Six months after Agatu massacre, the herdsmen who enacted the carnage are yet to be arrested. The herdsmen actually returned to another Benue village and killed 12 more . After the herdsmen killed 40 in Nimbo, they have done rashes of killings in Southern Kaduna and Adamawa. Two weeks ago, the 'herdsmen' returned to Enugu and killed again in their signature dawn attack. They slaughtered a catholic seminarian and slit open the belly of a six months-pregnant woman.
The easiest way to irritate Buhari is to ask him whether pro-Biafra groups do not have the constitutional right to hold peaceful protest in Nigeria. He will fulminate. He will repeat that canvassing for secession is the treasonable equivalent of provoking a civil war.
In his one year in office, a lot of young men and women who dared to dramatize their disenchantment with the dysfunction of the Nigerian state, were slain in Buhari’s putative war.

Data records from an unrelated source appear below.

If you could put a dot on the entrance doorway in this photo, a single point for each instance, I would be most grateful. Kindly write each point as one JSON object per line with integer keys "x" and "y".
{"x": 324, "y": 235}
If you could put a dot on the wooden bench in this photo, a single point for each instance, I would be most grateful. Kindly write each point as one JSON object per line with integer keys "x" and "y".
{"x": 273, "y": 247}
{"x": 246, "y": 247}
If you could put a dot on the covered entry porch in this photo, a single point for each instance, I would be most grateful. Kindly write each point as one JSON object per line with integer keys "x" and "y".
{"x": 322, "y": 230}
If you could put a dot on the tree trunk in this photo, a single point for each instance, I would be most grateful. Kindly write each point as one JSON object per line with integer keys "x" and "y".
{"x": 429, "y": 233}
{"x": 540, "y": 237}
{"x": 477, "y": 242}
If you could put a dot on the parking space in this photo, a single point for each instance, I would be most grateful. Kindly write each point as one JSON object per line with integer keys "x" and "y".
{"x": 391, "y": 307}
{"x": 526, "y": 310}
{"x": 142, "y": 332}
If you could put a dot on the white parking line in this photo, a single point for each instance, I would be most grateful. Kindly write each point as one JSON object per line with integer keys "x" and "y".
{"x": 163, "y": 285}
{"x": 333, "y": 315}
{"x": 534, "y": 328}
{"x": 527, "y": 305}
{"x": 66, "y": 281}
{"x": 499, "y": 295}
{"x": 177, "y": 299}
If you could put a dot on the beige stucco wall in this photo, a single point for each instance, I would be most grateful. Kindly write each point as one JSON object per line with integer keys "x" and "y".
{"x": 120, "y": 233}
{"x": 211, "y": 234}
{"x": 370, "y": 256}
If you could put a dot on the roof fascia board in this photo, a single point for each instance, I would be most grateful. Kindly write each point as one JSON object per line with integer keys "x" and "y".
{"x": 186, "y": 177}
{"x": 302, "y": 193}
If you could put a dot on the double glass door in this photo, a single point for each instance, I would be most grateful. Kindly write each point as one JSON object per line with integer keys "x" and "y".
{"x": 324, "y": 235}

Nigerian security officials shot them dead. The placards of the youths earned them instant execution.
But the ‘herdsmen’? They will never kill enough Nigerians to arouse anger or grief in Buhari. No matter how many they kill, Buhari continues to apologize to them. He is planning to parcel out lands and gift them to the 'herdsmen' as 'grazing reserve'. He is saying the Nigerian state owes the ‘herdsmen’ the debt of politeness and respect. Regardless of the number of Nigerians the ‘herdsmen’ kill, you don’t try  to punish them or take proactive steps to avert a repeat occurrence. The nomad's war crime is mitigated by the presumed underlying cause of their search for green pasture. The 'herdsmen' kill because they have to. They rid the terrain of human beings so their cattle can graze without disturbance!
Yesterday, VANGUARD referenced a DSS intelligence report that revealed the 'herdsmen' are ready to attack communities in the South East. A sign of the veracity of the intelligence is that the villagers sighted the well armed ‘herdsmen’ on Tuesday along Onitsha-Awka Expressway, sneaking into Ukpo town in Dunukofia Local Government Area of Anambra State.
If, as usual, nothing is done to avert the looming massacre, the 'herdsmen' will act out their script, disappear and reappear in another place... to kill and maim again!